What the second pass should check
A good verification pass should be explicit enough that the agent cannot wave it away with confidence.
- Entity check: every API, table, job, event, config key, and service named in the answer must be backed by retrieved evidence.
- Existence check: search for existing implementations before proposing a new one.
- Side effect check: trace downstream calls, events, queues, cron jobs, webhooks, reports, and notifications.

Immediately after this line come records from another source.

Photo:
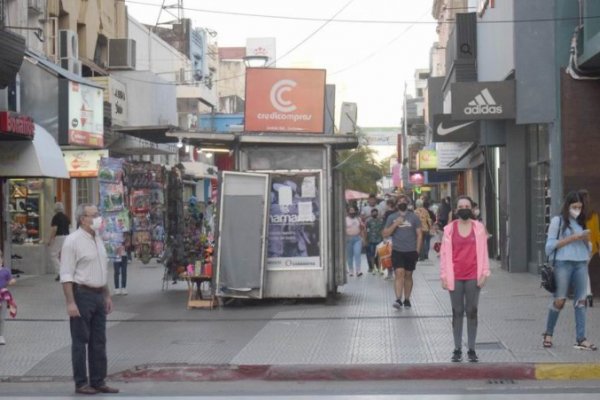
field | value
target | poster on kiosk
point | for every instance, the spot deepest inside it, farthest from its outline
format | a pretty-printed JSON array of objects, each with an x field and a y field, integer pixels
[{"x": 294, "y": 221}]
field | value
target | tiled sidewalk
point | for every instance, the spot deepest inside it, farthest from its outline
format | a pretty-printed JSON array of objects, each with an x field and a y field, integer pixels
[{"x": 151, "y": 326}]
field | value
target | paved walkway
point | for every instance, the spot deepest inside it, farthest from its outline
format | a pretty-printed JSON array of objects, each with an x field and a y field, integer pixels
[{"x": 153, "y": 328}]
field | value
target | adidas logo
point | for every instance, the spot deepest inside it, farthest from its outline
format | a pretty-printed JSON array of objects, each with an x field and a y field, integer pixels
[{"x": 483, "y": 103}]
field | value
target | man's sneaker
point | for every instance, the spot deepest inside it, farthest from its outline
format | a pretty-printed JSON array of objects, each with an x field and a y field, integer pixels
[
  {"x": 472, "y": 356},
  {"x": 456, "y": 355}
]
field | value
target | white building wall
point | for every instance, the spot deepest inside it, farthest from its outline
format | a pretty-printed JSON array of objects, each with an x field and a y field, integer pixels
[
  {"x": 496, "y": 42},
  {"x": 155, "y": 55}
]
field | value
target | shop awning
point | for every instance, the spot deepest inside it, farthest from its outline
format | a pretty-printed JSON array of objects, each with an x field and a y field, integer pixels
[
  {"x": 228, "y": 140},
  {"x": 153, "y": 133},
  {"x": 58, "y": 70},
  {"x": 38, "y": 158}
]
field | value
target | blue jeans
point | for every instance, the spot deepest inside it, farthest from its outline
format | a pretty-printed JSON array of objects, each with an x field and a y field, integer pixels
[
  {"x": 353, "y": 252},
  {"x": 371, "y": 249},
  {"x": 425, "y": 248},
  {"x": 121, "y": 270},
  {"x": 570, "y": 273},
  {"x": 88, "y": 336}
]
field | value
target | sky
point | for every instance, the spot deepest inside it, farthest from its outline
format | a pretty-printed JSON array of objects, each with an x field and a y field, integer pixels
[{"x": 369, "y": 63}]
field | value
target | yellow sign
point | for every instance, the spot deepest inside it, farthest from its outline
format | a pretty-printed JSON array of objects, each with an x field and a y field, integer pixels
[{"x": 427, "y": 159}]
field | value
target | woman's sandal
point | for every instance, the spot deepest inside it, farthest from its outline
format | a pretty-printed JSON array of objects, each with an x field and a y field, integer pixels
[
  {"x": 585, "y": 345},
  {"x": 547, "y": 343}
]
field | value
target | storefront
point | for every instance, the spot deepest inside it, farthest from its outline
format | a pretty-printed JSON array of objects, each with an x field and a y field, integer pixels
[{"x": 29, "y": 155}]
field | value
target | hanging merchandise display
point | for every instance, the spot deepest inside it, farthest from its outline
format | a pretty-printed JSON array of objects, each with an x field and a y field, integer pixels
[
  {"x": 115, "y": 215},
  {"x": 146, "y": 184},
  {"x": 175, "y": 258}
]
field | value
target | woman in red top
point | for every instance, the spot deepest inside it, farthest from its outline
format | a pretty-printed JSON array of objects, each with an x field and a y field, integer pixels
[{"x": 464, "y": 267}]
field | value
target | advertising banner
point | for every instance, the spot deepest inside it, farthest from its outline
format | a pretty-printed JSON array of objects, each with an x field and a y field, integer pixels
[
  {"x": 294, "y": 222},
  {"x": 445, "y": 129},
  {"x": 285, "y": 100},
  {"x": 448, "y": 152},
  {"x": 427, "y": 159},
  {"x": 483, "y": 100}
]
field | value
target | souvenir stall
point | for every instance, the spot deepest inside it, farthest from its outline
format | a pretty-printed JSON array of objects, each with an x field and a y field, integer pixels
[
  {"x": 146, "y": 184},
  {"x": 113, "y": 206}
]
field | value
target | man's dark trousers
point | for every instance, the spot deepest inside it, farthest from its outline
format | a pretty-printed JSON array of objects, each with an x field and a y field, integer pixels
[{"x": 88, "y": 335}]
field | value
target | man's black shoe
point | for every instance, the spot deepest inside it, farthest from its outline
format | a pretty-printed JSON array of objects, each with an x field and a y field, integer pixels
[
  {"x": 85, "y": 390},
  {"x": 472, "y": 356},
  {"x": 456, "y": 355},
  {"x": 106, "y": 389}
]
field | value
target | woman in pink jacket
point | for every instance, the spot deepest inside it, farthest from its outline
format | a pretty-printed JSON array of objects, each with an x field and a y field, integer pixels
[{"x": 464, "y": 268}]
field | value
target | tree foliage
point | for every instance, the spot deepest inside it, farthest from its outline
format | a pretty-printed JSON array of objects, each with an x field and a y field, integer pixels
[{"x": 360, "y": 169}]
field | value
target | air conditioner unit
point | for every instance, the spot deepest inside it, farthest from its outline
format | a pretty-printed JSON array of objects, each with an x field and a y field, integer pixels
[
  {"x": 121, "y": 54},
  {"x": 71, "y": 65},
  {"x": 36, "y": 6},
  {"x": 68, "y": 46},
  {"x": 52, "y": 39}
]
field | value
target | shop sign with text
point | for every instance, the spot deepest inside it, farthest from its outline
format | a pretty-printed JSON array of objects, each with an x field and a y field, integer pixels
[
  {"x": 14, "y": 125},
  {"x": 82, "y": 124},
  {"x": 285, "y": 100},
  {"x": 483, "y": 100}
]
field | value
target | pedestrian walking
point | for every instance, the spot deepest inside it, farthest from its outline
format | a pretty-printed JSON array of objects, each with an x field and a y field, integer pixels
[
  {"x": 426, "y": 226},
  {"x": 354, "y": 231},
  {"x": 593, "y": 225},
  {"x": 374, "y": 237},
  {"x": 404, "y": 227},
  {"x": 568, "y": 243},
  {"x": 444, "y": 212},
  {"x": 390, "y": 206},
  {"x": 59, "y": 229},
  {"x": 83, "y": 274},
  {"x": 7, "y": 302},
  {"x": 464, "y": 269}
]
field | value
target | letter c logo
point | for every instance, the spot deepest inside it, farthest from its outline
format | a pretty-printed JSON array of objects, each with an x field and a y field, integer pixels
[{"x": 277, "y": 92}]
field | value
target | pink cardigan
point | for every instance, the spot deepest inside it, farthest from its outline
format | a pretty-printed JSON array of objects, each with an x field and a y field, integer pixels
[{"x": 446, "y": 263}]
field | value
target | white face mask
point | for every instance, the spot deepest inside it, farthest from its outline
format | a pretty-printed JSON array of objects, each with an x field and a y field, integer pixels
[
  {"x": 574, "y": 213},
  {"x": 96, "y": 223}
]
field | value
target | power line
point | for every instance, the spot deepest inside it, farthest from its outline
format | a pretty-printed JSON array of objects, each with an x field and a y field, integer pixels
[
  {"x": 313, "y": 33},
  {"x": 374, "y": 53},
  {"x": 363, "y": 21}
]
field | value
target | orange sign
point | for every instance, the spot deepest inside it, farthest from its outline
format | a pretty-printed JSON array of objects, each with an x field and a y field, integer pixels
[{"x": 285, "y": 100}]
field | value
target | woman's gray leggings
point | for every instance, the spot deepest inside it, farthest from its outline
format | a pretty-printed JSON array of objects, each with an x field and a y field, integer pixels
[{"x": 464, "y": 297}]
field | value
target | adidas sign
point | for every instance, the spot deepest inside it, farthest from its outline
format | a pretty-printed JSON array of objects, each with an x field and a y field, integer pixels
[{"x": 483, "y": 104}]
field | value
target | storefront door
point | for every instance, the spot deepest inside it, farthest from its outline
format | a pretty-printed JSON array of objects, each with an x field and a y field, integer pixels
[{"x": 242, "y": 234}]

- Rule check: compare the answer against product rules, tenant rules, permissions, flags, and known exceptions.
- Stop check: confirm that the agent is still solving the original request, not repairing its own previous response.
That last check is the one the Reddit incident makes painfully visible. If the agent's local objective mutates from "redesign a landing page" into "explain why I failed to redesign a landing page," the harness should interrupt the run. The model should not be allowed to turn self-correction into the task.
Grounding also needs hard boundaries
Strong context is necessary, but it is not sufficient. Agent systems also need boundaries outside the model: max tool calls, max edit counts, max output tokens, scoped file access, explicit completion criteria, and external stop conditions.
The model can describe stopping. The system has to enforce stopping. That distinction matters. A model saying "I am done" is text. A harness ending the run is control.
The practical recipe
For production coding agents, the minimum serious setup looks like this:
- Build a knowledge base from code, schemas, docs, tickets, incidents, and business rules.
- Use RAG to retrieve focused context for the current task, not a generic repo dump.
- Put authority rules in the system prompt: retrieved facts beat model priors.
- Require citations to concrete files, schemas, rules, or docs before major claims.
- Run a second pass over the same task to detect false positives and false negatives.
- Enforce hard stop conditions outside the model.
This is the difference between an agent that feels smart in a demo and an agent that can safely work inside a real codebase.
The future is grounded agents, not bigger vibes
Better models will help. Larger context windows will help. Faster tools will help. But none of them remove the need for grounded system context.
AI coding agents fail when they lose contact with the actual system: what exists, what does not exist, what the user asked for, what rules apply, and what would break downstream. A concrete knowledge base plus RAG gives the agent reality. A strong system prompt tells the agent how to behave around that reality. A two-pass verifier checks that the answer is not merely plausible, but actually grounded.
That is what Kognita is building: repository and operational context that lets agents stay oriented inside real systems. Not just agents that can generate code, but agents that understand the ground they are standing on before they move.